(May 26, 2022 at 12:14 am)Belacqua Wrote:(May 25, 2022 at 8:09 pm)emjay Wrote: Sorry, how does this follow from what I've said? You don't become a Christian just by being aware of the existence of Christianity... and I wouldn't have become a Christian as a child without the active influence of my parents. Ie I wouldn't have become a Christian just by what I passively picked up from society... media... school etc.. unless I was specifically curious/interested which I was not.
The thread topic, as I understood it, asks "At what age should a child be introduced to religion?"
"Introduced to" casts rather a wide net, I think. When a child asks "why do those women have their faces covered?" or "why did the new President put his hand on that book?" the answers will involve religion. Giving the child an honest and age-appropriate answer will include introducing them to religion.

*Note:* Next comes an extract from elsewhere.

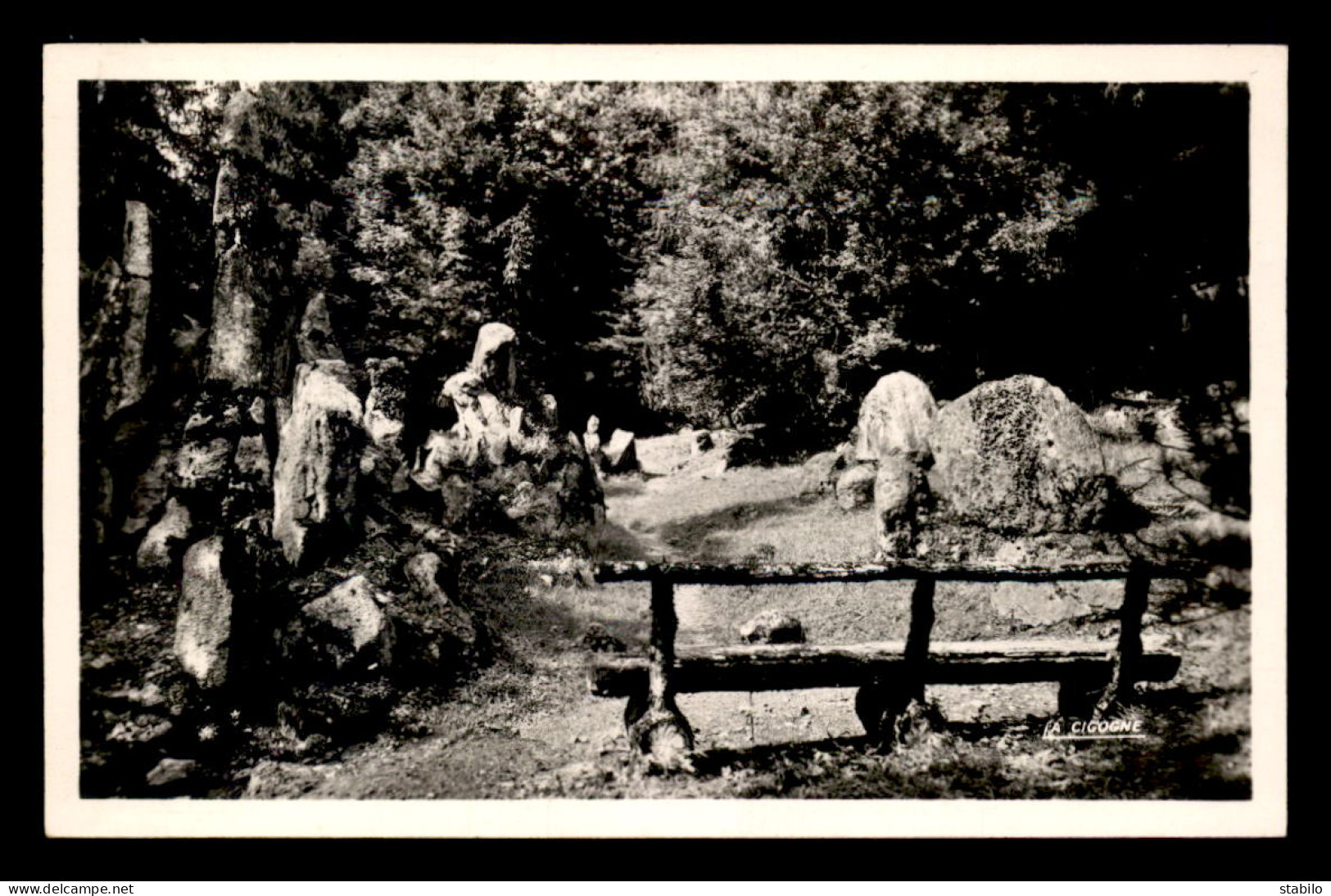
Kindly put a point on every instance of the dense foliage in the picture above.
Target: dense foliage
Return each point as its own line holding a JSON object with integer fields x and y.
{"x": 727, "y": 253}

Maybe you were thinking about a more targeted sort of introduction -- the sort of introduction in which there is a danger that the child will believe the religion is true.

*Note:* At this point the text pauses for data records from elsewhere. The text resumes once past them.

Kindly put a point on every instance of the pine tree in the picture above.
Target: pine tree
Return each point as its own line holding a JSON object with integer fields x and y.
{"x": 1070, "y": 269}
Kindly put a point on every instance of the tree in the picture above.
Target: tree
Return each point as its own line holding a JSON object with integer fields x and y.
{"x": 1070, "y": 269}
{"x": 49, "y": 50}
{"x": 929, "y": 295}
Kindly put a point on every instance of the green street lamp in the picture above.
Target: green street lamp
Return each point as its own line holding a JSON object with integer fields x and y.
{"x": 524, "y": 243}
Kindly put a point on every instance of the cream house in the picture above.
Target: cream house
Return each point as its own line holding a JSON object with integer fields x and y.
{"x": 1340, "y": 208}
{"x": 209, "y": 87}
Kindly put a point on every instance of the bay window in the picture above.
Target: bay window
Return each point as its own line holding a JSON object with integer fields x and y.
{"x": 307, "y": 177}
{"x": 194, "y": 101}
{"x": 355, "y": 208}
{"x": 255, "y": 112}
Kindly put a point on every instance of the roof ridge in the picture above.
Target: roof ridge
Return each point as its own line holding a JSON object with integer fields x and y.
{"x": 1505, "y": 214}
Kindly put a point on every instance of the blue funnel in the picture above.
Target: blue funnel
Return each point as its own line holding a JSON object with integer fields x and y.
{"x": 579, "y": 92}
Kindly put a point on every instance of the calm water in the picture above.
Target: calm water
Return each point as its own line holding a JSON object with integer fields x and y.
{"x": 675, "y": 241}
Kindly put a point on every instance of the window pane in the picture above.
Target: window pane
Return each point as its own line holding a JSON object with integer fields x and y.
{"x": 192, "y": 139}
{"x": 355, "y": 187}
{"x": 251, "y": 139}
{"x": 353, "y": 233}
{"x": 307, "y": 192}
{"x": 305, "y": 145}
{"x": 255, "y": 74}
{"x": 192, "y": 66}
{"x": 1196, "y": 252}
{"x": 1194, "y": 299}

Religious people believe their religion is true. When a Shinto priest teaches his children that the rocks and trees have kami in them, he is not, in his own view, indoctrinating them. He is teaching them what's true.

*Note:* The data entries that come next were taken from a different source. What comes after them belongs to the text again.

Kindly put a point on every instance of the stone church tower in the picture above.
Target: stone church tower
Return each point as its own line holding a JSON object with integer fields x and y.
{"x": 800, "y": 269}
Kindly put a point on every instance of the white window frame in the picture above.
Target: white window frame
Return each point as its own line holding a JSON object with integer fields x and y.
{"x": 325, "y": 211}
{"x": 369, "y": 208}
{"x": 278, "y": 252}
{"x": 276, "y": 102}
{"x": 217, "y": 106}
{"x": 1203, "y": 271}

No doubt flat-earthers would like us to wait and not teach our children the earth is round until the kids are about age 12 or so, and are old enough to make up their own minds. Then the education should be given in a balanced way by neutral, government-approved education specialists. But I don't think so -- if a kid asks me what shape the earth is, I'm going to tell him what I think is true.
Great. You've mastered the fine art of equivocating and playing dumb. What's next on your list? Smashing straw men for fun and profit?